In Python, how is the in operator implemented to work? Does it use the next() method of the iterators?


In Python, it is known that in checks for membership in iterators (lists, dictionaries, etc) and looks for substrings in strings. My question is regarding how in is implemented to achieve all of the following: 1) test for membership, 2) test for substrings and 3) access to the next element in a for-loop. For example, when for i in myList: or if i in myList: is executed, does in call myList.__next__()? If it does call it, how then does it work with strings, given that str objects are not iterators(as checked in Python 2.7) and so do not have the next() method? If a detailed discussion of in's implementation is not possible, would appreciate if a gist of it is supplied here.


Solution

  • A class can define how the in operator works on instances of that class by defining a __contains__ method.

    The Python data model documentation says:

    For objects that don’t define __contains__(), the membership test first tries iteration via __iter__(), then the old sequence iteration protocol via __getitem__(), see this section in the language reference.

    Section 6.10.2, "Membership test operations", of the Python language reference has this to say:

    The operators in and not in test for membership. x in s evaluates to True if x is a member of s, and False otherwise. x not in s returns the negation of x in s. All built-in sequences and set types support this as well as dictionary, for which in tests whether the dictionary has a given key. For container types such as list, tuple, set, frozenset, dict, or collections.deque, the expression x in y is equivalent to any(x is e or x == e for e in y).

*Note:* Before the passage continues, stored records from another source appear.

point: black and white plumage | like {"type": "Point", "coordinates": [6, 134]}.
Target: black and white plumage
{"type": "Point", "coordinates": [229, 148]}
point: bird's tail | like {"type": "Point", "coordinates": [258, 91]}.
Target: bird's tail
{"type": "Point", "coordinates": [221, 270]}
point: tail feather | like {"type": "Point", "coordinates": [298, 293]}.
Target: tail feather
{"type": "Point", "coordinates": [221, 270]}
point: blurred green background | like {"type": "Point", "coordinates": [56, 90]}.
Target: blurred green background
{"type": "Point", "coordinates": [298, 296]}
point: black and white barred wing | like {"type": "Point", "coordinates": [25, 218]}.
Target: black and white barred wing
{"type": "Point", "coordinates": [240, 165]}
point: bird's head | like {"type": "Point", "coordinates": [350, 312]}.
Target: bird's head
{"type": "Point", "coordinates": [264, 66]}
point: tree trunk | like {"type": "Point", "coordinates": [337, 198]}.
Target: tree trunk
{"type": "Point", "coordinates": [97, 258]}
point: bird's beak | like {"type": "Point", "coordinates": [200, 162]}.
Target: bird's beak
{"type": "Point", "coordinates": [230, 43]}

    For the string and bytes types, x in y is True if and only if x is a substring of y. An equivalent test is y.find(x) != -1. Empty strings are always considered to be a substring of any other string, so "" in "abc" will return True.

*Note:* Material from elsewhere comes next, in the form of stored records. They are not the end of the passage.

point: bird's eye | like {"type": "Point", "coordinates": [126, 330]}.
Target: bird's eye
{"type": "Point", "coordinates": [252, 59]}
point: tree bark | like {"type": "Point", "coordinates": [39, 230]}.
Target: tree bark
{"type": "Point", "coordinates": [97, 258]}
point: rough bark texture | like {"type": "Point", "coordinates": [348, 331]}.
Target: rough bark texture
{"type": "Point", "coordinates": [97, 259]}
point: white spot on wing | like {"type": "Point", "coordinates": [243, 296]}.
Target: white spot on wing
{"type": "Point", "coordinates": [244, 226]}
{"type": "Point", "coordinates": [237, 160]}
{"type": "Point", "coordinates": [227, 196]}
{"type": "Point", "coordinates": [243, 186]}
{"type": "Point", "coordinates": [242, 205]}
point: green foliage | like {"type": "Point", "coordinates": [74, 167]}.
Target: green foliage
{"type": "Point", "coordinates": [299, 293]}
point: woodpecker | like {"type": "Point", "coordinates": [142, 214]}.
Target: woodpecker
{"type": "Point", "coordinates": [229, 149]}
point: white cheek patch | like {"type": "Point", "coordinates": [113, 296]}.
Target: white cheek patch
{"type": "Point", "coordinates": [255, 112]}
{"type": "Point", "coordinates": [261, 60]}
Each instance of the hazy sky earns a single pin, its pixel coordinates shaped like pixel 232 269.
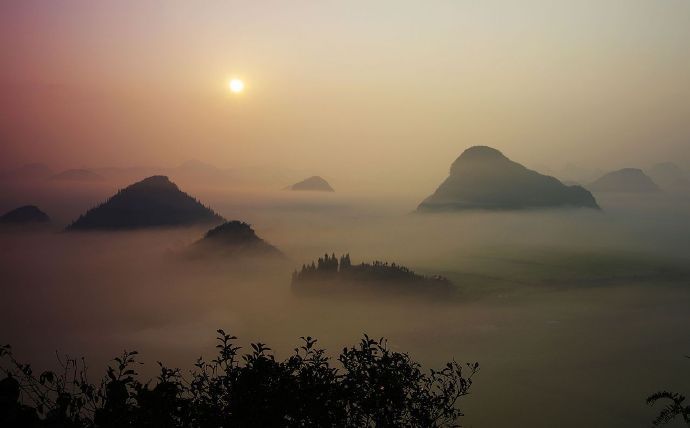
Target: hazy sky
pixel 372 88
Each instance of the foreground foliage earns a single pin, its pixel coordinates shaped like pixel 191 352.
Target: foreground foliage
pixel 675 407
pixel 373 386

    For user-defined classes which define the __contains__() method, x in y returns True if y.__contains__(x) returns a true value, and False otherwise.

    For user-defined classes which do not define __contains__() but do define __iter__(), x in y is True if some value z with x == z is produced while iterating over y. If an exception is raised during the iteration, it is as if in raised that exception.

    Lastly, the old-style iteration protocol is tried: if a class defines __getitem__(), x in y is True if and only if there is a non-negative integer index i such that x == y[i], and all lower integer indices do not raise IndexError exception. (If any other exception is raised, it is as if in raised that exception).

    The operator not in is defined to have the inverse true value of in.

    As a comment indicates above, the expression operator in is distinct from the keyword in which forms a part of the for statement. In the Python grammar, the in is "hardcoded" as a part of the syntax of for:

    for_stmt ::=  "for" target_list "in" expression_list ":" suite
                  ["else" ":" suite]
    

    So in the context of a for statement, in doesn't behave as an operator, it's simply a syntactic marker to separate the target_list from the expression_list.